Cleopatra Doumbia-Henry, deputy director, sectoral activities department at the International Labour Organization, said that her organization has been actively participating in the relevant meetings of the International Maritime Organization on security, starting with a working group established in February 2002 on the initiative of the IMO assembly.
“One of the issues considered crucial for improving maritime security is ensuring that seafarers have documents enabling their ‘positive verifiable identification’,” she said. ‘Positive’ means that the document holder is the person to whom the document was issued and ‘verifiable’ implies the validation of the authenticity of the document by reference to a source, Doumbia-Henry explained.

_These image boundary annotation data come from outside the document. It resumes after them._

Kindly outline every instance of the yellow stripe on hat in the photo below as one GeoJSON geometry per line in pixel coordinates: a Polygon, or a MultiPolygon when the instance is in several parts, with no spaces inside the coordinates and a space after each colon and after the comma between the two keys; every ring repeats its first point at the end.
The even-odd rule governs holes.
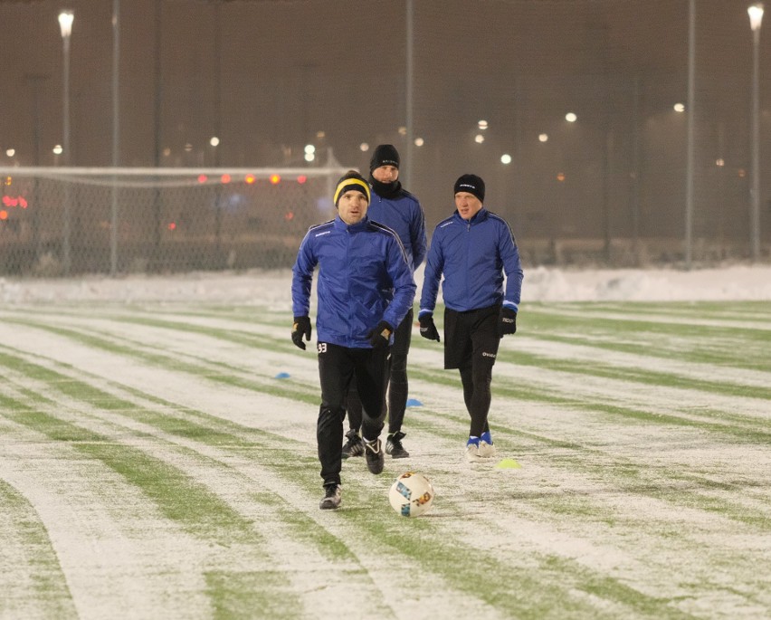
{"type": "Polygon", "coordinates": [[[366,181],[362,181],[358,178],[347,178],[340,181],[338,184],[338,188],[335,190],[335,196],[332,199],[332,202],[335,204],[336,206],[338,205],[338,198],[339,198],[342,194],[345,194],[349,189],[358,189],[358,187],[355,186],[358,186],[363,188],[364,191],[362,191],[361,193],[366,196],[366,202],[369,203],[369,185],[366,183],[366,181]]]}

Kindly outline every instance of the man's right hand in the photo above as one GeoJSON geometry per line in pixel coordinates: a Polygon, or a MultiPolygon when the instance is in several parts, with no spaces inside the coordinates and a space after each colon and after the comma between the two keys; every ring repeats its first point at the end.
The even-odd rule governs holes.
{"type": "Polygon", "coordinates": [[[305,343],[302,341],[302,337],[305,336],[306,340],[310,340],[310,319],[308,317],[295,317],[294,324],[291,327],[291,341],[295,347],[299,347],[303,351],[305,350],[305,343]]]}
{"type": "Polygon", "coordinates": [[[433,315],[431,312],[421,314],[418,316],[420,323],[420,335],[427,340],[436,340],[439,342],[439,332],[436,330],[436,326],[433,324],[433,315]]]}

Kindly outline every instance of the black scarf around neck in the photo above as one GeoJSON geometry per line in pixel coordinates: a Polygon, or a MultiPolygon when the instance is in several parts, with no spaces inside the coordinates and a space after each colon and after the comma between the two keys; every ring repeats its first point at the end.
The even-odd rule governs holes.
{"type": "Polygon", "coordinates": [[[369,183],[372,185],[375,193],[383,198],[395,198],[402,189],[402,184],[399,181],[381,183],[372,175],[369,176],[369,183]]]}

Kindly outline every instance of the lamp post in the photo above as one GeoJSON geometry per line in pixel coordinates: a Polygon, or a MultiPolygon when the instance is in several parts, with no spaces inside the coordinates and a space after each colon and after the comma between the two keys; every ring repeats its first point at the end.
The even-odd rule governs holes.
{"type": "Polygon", "coordinates": [[[763,22],[763,4],[757,3],[747,9],[749,27],[752,28],[752,208],[750,211],[750,239],[752,260],[760,258],[760,87],[759,48],[760,24],[763,22]]]}
{"type": "MultiPolygon", "coordinates": [[[[70,165],[70,35],[72,33],[72,22],[75,14],[70,10],[59,14],[59,27],[62,29],[62,42],[64,46],[64,100],[63,100],[63,136],[62,137],[62,160],[64,166],[70,165]]],[[[70,190],[64,181],[64,223],[62,226],[62,263],[64,274],[70,274],[70,190]]]]}

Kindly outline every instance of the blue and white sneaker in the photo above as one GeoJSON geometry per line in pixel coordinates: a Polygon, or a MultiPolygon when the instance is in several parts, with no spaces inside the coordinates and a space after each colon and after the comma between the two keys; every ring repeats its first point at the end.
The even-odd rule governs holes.
{"type": "Polygon", "coordinates": [[[469,437],[469,441],[466,442],[465,457],[469,463],[479,463],[481,461],[479,437],[469,437]]]}
{"type": "Polygon", "coordinates": [[[495,456],[495,446],[492,444],[492,437],[490,431],[485,431],[480,437],[479,455],[482,459],[490,459],[495,456]]]}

The measures involved would go beyond the requirements of the relevant ILO convention, the Seafarers’ Identity Documents Convention, 1958 (No. 108).
Seafarers are directly involved in the international transport of goods, including dangerous goods, and they have access to ports, including restricted areas.
Instead of following a proposal that this issue be handled by the IMO, it has been agreed that the ILO should deal with the issue of seafarers’ identification, the ILO director told the Ship Operations Cooperative Program meeting.
The ILO will consider a new instrument on seafarers’ identification with a view to adoption in June 2003. The International Labour Office is preparing a report, containing a questionnaire including a preliminary draft of possible provisions of the new instrument on seafarers identification, Doumbia-Henry reported.
“The IMO bodies have made it clear that if the ILO is unable to meet this expectation, provisions covering the seafarers’ identity document will be included in the Safety of Life at Sea Convention, 1978 (SOLAS), and brought rapidly into effect under the simplified amendment procedure, provided for in that Convention,” she added.